"Panorama" de Lilia Hassaine
Imaginez, on se retrouve entre 2029 et 2050. Le monde est-il devenu fou ? A vous de juger. Après une semaine assassine où chacun a pu se faire justice et trucider son agresseur ou son voisin, il faut stopper net cette folie revancharde. Pour éviter les complots, intrigues mais aussi les violences publiques et privées, c’est la transparence qui s’impose. Non seulement vous pouvez voir votre voisin dans sa maison de verre, mais vous avez même le devoir de signaler toute anomalie. On n’est jamais aussi bien surveillé que par ses proches et la société s’est transformée en gigantesque open space…
« Au fond, qu’avons-nous à cacher ? Si nous n’avons rien à nous reprocher, pourquoi ne pas accepter de tout montrer ? » Il y a même une nouvelle constitution on ne peut plus claire : « La transparence est un pacte citoyen fondé sur la bienveillance partagée et la responsabilité individuelle ». Autrement dit, c’est le paradis sur terre… Sauf que… en 2049, la famille Royer-Dumas a disparu ! Personne n’a vu le père, la mère, le filston introuvables. L’affaire est confiée à Hélène, la narratrice, une enquêtrice comme on n’en fait plus puisqu’il n’y a plus de délinquance, et qui n’est pas fâchée de retrouver le terrain, même si on ne dit plus policier mais « gardienne de protection ».
Une intrigue bien ficelée dans un monde futuriste
En fait, cette société parfaite concerne une partie du territoire, où les gens qui se ressemblent se sont rassemblés : « A force de nous comparer et de nous jalouser, nous finissons par nous imiter. » Pour vivre heureux, vivons transparents, se disent-ils.
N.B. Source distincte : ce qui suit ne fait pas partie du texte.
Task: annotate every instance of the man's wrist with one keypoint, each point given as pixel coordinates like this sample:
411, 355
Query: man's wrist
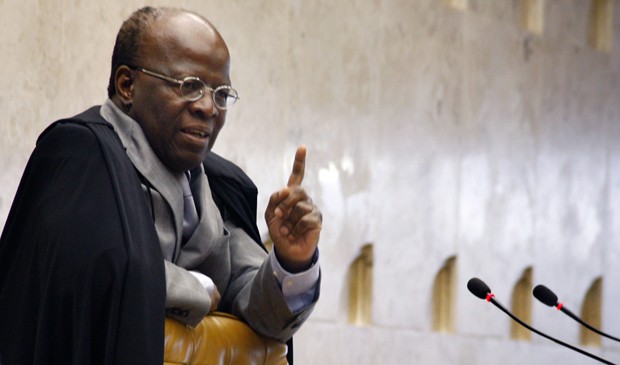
297, 267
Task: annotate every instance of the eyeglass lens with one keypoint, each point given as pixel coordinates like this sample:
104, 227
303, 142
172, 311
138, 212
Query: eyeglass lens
223, 96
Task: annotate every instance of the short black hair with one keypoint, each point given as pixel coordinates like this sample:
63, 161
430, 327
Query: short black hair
130, 38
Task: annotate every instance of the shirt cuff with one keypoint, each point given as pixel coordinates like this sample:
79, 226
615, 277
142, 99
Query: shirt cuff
298, 283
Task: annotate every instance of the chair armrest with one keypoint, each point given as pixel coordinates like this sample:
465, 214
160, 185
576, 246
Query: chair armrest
220, 339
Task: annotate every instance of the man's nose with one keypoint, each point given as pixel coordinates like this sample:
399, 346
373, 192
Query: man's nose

Mais si tout commence par une disparition, l’enquête va révéler bien d’autres choses encore, comme quoi, la transparence n’empêche pas les petits et grands secrets qui font le sel de la vie et le ressort des romans. Dans d’autres provinces, on a refusé la transparence, mais à quel prix : trafic, violence et peur règnent encore, alors même que la vraie vie est peut-être dans ces rapports de force, allez savoir… La narratrice qui se dépatouille avec ses soucis conjugaux voit l’enquête rebondir quand on retrouve le corps de deux des disparus. Impensable dans ce monde idéal ! Y’aurait-il une faille dans le système ?
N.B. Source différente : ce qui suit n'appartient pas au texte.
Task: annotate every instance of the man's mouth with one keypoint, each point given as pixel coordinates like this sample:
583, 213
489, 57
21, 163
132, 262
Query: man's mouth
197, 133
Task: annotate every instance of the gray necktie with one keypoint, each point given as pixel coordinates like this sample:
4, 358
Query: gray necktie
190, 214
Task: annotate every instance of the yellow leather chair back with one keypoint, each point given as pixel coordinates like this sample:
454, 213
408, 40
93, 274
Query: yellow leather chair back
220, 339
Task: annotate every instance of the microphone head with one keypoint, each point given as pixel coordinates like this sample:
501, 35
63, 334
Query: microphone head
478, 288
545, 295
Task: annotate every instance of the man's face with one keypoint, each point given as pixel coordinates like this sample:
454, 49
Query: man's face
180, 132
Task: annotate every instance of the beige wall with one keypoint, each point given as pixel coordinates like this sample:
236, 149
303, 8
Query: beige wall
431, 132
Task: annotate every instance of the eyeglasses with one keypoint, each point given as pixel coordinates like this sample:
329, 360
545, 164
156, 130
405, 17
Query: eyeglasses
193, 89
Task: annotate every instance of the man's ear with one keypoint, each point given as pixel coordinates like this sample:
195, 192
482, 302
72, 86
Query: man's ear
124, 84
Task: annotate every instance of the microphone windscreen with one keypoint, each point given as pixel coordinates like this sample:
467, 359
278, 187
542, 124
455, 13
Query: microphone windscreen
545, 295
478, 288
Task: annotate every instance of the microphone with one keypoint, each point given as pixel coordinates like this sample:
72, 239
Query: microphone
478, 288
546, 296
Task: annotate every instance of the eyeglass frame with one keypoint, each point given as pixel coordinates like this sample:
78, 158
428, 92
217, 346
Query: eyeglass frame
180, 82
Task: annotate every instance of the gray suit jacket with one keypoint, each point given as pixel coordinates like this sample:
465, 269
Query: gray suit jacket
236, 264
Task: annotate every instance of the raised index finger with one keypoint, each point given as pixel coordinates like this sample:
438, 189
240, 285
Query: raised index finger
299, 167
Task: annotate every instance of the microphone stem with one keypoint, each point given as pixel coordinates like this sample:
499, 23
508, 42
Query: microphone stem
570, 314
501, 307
Cette société de la transparence qui nous fait sourire est quand même passablement inquiétante. Peut-être sommes-nous d’ailleurs menacés par cette transparence lancinante que constitue les réseaux sociaux et notre société de l’information, mais c’est un autre sujet. Dans ce monde parfait, même les enfants sont réduits à l’obéissance : « Quand j’étais jeune prof, je me plaignais des bavardages… Aujourd’hui, je me plains du silence. Ce silence partout… », confie un personnage. En fait, l’auteur nous décrit une société bloquée, figée, paralysée : « Pour qu’un incident puisse se produire, il faut deux ingrédients : la liberté et l’ennui, deux denrées en rupture de stock. » C’est dire que « l’affaire » vient bousculer l’ordre établi et révèle le miroir aux alouettes que constitue la transparence : « C’est tout le paradoxe de cette situations, l’utopie d’une société sans secrets nous condamne au mensonge… »
Panorama de Lilia Hassaine, est paru chez Gallimard et a remporté le Prix Renaudot des lycéens.